Most of the life experiences that I’ve had from college onwards have never been anything that I planned to do in my life. Except to go to law school because I knew I wanted to be a civil rights lawyer, but besides that each experience are opportunities that presented themselves to me. Even when I felt scared and apprehensive and anxious about saying yes to opportunities. Being willing to say yes to opportunities that come up in your life, whether you think you’re ready for them or not, whether you think you might fail at them or not, being willing and open enough to embrace all of it.
The pillars that I spoke about during inauguration could not have been the pillars I was speaking about without the important work that every prior president has done here at CC. Each one had a vision that built on the one that came before that led us to being where we are right now, on the cusp of more great things.
I think the primary through line between the three presidents, the two who were there and then Jill Tiefenthaler, who I speak to a lot, I think the primary common through line between all of them is that they were fearless and courageous and innovative. And that’s why I feel like that’s the community we now have.
What I have realized in my time here, my year here, is that we do such groundbreaking and remarkable things, but we don’t think that they are groundbreaking and remarkable. We just kind of do them, and we don’t think that they’re a big deal, which blows me away. Every time I learn about the things we do, and I’ve been at a lot of different schools, I can’t believe that I didn’t know about them. Everyone here is just so much like yeah, we just did that.
The reason I think it’s so important for the world to know who we are is because of our students. We’re all here for you, you’re our top priority. The world should know about you and what you are capable of. And the way that you think differently, already when you come here, because you’re coming here knowing we have the Block Plan, and then you go through that Block Plan, and you have these remarkable classes and the way that you think and analyze information and are able to get all this information quickly. That is something that most people can’t do.
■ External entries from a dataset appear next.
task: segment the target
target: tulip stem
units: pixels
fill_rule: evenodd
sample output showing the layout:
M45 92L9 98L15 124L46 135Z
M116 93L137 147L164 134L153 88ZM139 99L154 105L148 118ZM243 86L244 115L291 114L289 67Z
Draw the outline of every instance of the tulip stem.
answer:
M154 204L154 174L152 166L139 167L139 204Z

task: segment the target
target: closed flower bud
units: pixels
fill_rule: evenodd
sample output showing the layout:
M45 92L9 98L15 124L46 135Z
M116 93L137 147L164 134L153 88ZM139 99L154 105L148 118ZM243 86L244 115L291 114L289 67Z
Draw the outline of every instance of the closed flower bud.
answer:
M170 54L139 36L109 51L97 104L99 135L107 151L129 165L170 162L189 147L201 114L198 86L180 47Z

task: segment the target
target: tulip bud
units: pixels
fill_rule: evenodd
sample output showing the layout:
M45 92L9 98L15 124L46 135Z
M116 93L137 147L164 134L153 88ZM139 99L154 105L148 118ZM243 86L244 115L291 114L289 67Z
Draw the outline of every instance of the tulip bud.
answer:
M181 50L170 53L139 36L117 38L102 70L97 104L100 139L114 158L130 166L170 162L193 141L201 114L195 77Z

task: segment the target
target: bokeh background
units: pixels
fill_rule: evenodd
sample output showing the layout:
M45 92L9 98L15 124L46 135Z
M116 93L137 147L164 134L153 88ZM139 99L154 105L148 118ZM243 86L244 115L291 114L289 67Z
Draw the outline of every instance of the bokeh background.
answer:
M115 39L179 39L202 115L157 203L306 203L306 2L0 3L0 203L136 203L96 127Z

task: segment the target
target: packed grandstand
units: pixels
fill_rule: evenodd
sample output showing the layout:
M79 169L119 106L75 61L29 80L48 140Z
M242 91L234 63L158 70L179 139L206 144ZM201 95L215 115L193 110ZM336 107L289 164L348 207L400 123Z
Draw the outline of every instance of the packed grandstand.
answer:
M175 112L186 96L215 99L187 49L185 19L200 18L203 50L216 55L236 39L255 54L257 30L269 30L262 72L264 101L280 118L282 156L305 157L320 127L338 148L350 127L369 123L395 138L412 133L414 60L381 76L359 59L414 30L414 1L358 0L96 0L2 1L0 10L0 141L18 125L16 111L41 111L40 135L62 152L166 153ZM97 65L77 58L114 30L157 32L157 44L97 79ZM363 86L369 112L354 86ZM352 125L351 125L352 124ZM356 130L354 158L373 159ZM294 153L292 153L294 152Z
Our students can do whatever they want. I want the world to know about you. The world is your oyster, it already is, but I didn’t know about you before I started this process of becoming the president of CC. The more I learned and saw how remarkable our students are and our community is, we owe it to you, our students, to have the world the world know who we are.
Whether you go to graduate school, or you apply for a job, whatever it is that you want to do, I don’t want you to have to spend any time explaining to anyone what CC is. They should just know.
I think the greatest obstacle facing CC is likely the same one that’s facing higher ed in general, which is how do we increase access and opportunity to the remarkable education that we offer. That, to me, is one of my top priorities because I think it’s a difficult question and I think at CC we can answer it just because we think differently about everything, and we are so creative and innovative.
I think our democracy depends on it. I think what we are seeing in the world right now is difficulty speaking across difference and actually listening to each other. The grand challenges and questions of our society right now require us to listen and to have different points of view. And when it comes to a liberal arts education, which I think is more important today than ever because of the types of questions we need to answer, in order to solve some of the messy problems that exist in the world today we need to have a diverse group of students, faculty, and staff. I just believe so much in our ability at CC to contribute to solving some of these difficult problems that exist in society, which is why having diverse viewpoints, which then requires access and opportunity to the education that we offer here, is why our democracy depends on it. And I believe that we can solve those problems. That’s why I’m here.